Therefore, as a commissioning organisation we do not routinely hold medical records or confidential patient data. There are some limited exceptions where we may hold and use personal information about you; for example the ICB is required by law to perform certain services that involve the processing of sensitive personal information. This is known as special category information and includes records relating to health, sex life, race, ethnicity, political opinions, trade union membership, religion, genetics and biometrics.

The areas where we regularly use sensitive personal information include:

• a process where you or your GP can request special treatments that is not routinely funded by the NHS, which are known as Individual Funding Requests
• assessments for continuing healthcare (a package of care for those with complex medical needs) and appeals
• responding to your queries, compliments, complaints or concerns - such requests are processed by North of England Commissioning Support Unit on our behalf
• assessment and evaluation of safeguarding concerns – we have official authority to do this and to safeguard the rights and interests of individuals
• where there is a provision permitting the use of sensitive personal information under specific conditions, for example to:
  • understand the local population needs and plan for future requirements, which is known as “Risk Stratification for commissioning" – this is explained further later in this document
  • ensure that the ICB is billed accurately for the treatment of its patients, which is known as “invoice validation” – this is explained further later in this document
  • monitor access to services, waiting times and particular aspects of care, for which the ICB is considered to be an “accredited safe haven”.

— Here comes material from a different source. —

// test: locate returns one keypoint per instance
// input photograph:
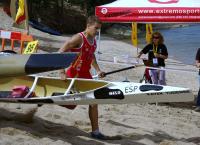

Sensitive personal information may also be used in the following cases:

• The information is necessary for your direct healthcare
• To respond to patients, carers or Member of Parliament communication
• We have received consent from individuals to be able to use their information for a specific purpose.
• There is an over-riding public interest in using the information e.g. in order to safeguard an individual, or to prevent a serious crime.
• There is a legal requirement that will allow us to use or provide information (e.g. a formal court order).
• For the health and safety of others, for example to report an infectious disease such as meningitis or measles.
• We have special permission for health and research purposes (granted by the Health Research Authority).
• We have special permission called a ‘section 251 agreement’ (Section 60 of the Health and Social Care Act 2001 as re-enacted by Section 251 of the NHS Act 2006) which allows the Secretary of State for Health to make regulations to set aside the common law duty of confidentiality for defined medical purposes.  An example of where this is used is in risk stratification. Further information can be found on the Health Research Authority’s web site

The following list includes examples of where we collect and use personal information. Please click on each of the following examples for information on the purpose, the type of information used, the legal basis identified for the collection and use of the information, how we collect and use the information required, any third parties we may share the information with and your rights regarding the use of the information including, where relevant, your right to opt out.

• Commissioning
• Risk Stratification
• Invoice Validation
• Complaints
• Individual Funding Requests (IFR)
• Continuing Healthcare
• Personal Health Budgets (PHBs)
• Safeguarding
• Patient and Public Involvement
• Serious Incident reports
• Freedom of Information requests
• Medicines Management
• Care and Treatment Reviews
• Referral Support Services
• Film and Promotional Materials
• Information for Job Applicants
• Human Resources
• Declarations of Interest
• National Fraud Initiative
• Population Health Management

Risk stratification

Risk stratification is targeted healthcare intervention which applies computer-based algorithms or calculations to identify those patients registered with the GP practice who are most at risk from certain medical conditions and who will benefit from clinical care to help prevent or better treat their condition.  Currently this is carried out via a section 251 agreement. We use the services of a health partner, North of England Commissioning Support Unit (NECS) to do this. Minimal identifiers are used for this purpose, such as NHS number, post code, date of birth; data may be linked with other data for the purpose of risk stratification. Further information can be found on NHS England’s web site here

Opting Out - If you do not wish information about you to be included in the risk stratification programme, please contact your GP Practice. They can add a code to your records that will stop your information from being used for this purpose. Further information about risk stratification is available from: https://www.england.nhs.uk/ourwork/tsd/ig/risk-stratification/

National Data Opt Out is available – this is explained further under the section entitled Your Right to Opt Out.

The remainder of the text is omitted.